Sometimes the seed-leaves themselves come above ground, as in the mustard-plant, and sometimes they are left empty behind, while the plantlet shoots through them.

And now the plant can no longer afford to be idle and live on prepared food. It must work for itself. Until now it has been taking in the same kind of food that you and I do; for we too find many seeds very pleasant to eat and useful to nourish us. But now this store is exhausted. Upon what then is the plant to live? It is cleverer than we are in this, for while we cannot live unless we have food which has once been alive, plants can feed upon gases and water and mineral matter only. Think over the substances you can eat or drink, and you will find they are nearly all made of things which have been alive: meat, vegetables, bread, beer, wine, milk; all these are made from living matter, and though you do take in such things as water and salt, and even iron and phosphorus, these would be quite useless if you did not eat and drink prepared food which your body can work into living matter.

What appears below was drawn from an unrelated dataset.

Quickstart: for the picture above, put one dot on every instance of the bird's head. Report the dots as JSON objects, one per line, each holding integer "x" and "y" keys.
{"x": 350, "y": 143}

But the plant, as soon as it has roots and leaves, begins to make living matter out of matter that has never been alive. Through all the little hairs of its roots it sucks in water, and in this water are dissolved more or less of the salts of ammonia, phosphorus, sulphur, iron, lime, magnesia, and even silica, or flint. In all kinds of earth there is some iron, and we shall see presently that this is very important to the plant.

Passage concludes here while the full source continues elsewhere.